The researchers say their study is a small but encouraging step toward treatments that minimize health workers’ exposure while potentially improving health outcomes. Emerald could also allow hospitals and physicians to triage less severe COVID-19 patients by monitoring them in their own homes.

“When doctors have to interact directly with patients to conduct exams or monitor vital signs, each step along the way represents an increased risk that they will get infected,” said Harvard Medical School assistant professor of psychiatry Dr. Ipsit Vahia, who participated in the study. “Given how Emerald can generate important health data without any patient contact, it could minimize the risk that doctors and nurses will catch the disease from their patients.”

MIT CSAIL Emerald AI system

Above: The Emerald system monitoring the patient’s breathing.

Emerald was developed over the course of several years by MIT professor of electrical engineering and science Dina Katabi. It’s shaped like a small box and transmits a low-power wireless signal throughout a space the size of a one- or two-bedroom apartment (even through walls), which reflects off of people’s bodies and is ingested by the box’s antennas to extract physiological data. Subtle but detectable electromagnetic field changes enable Emerald’s machine learning algorithms to measure not only movement and breathing, but clinical biomarkers like heart rate, gait, and more.

After obtaining consent from the COVID-19 patient, who’s a resident at Heritage, Emerald was installed in their room. It showed that over time, the patient’s breathing rate declined from 23 to 18 breaths per minute — much closer to their baseline — that their sleep quality improved, and that they were able to walk more quickly around their apartment as they recovered.
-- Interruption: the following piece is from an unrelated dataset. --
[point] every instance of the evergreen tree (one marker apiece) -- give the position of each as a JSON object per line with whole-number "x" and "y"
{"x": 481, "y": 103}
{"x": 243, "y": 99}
Emerald Innovations, the company Katabi cofounded in 2013 to commercialize Emerald, makes clear that the data the device collects only concerns specific traits and that it’s encrypted. Moreover, Emerald requires users to complete a series of movements before it can track them, guaranteeing that it can’t clandestinely follow unwilling participants.

In light of U.S. Food and Drug Administration guidance published in March to expand the use of remote monitoring devices that facilitate patient management, both hospitals and health systems are increasingly piloting AI-enabled at-home solutions. In Kentucky, Baptist Health is using an AI platform developed by Current Health to track about 20 COVID-19 patients. In Washington, Providence has deployed remote monitoring from Twistle to care for more than 1,000 confirmed and suspected COVID-19 patients. And this week, the LSU Healthcare Network in New York and New Orleans plans to begin leveraging AI to remotely monitor cardiac patients vulnerable to COVID-19.

Elsewhere, predictive analytics platform CLEW is working with Sheba Medical Center and the Ichilov Hospital at Tel Aviv Sourasky Medical Center in Israel to remotely diagnose the type of respiratory deterioration characteristic of COVID-19. And Orion Health released a remote monitoring platform that in the future will tap AI to allow providers to identify patients at risk of contracting COVID-19.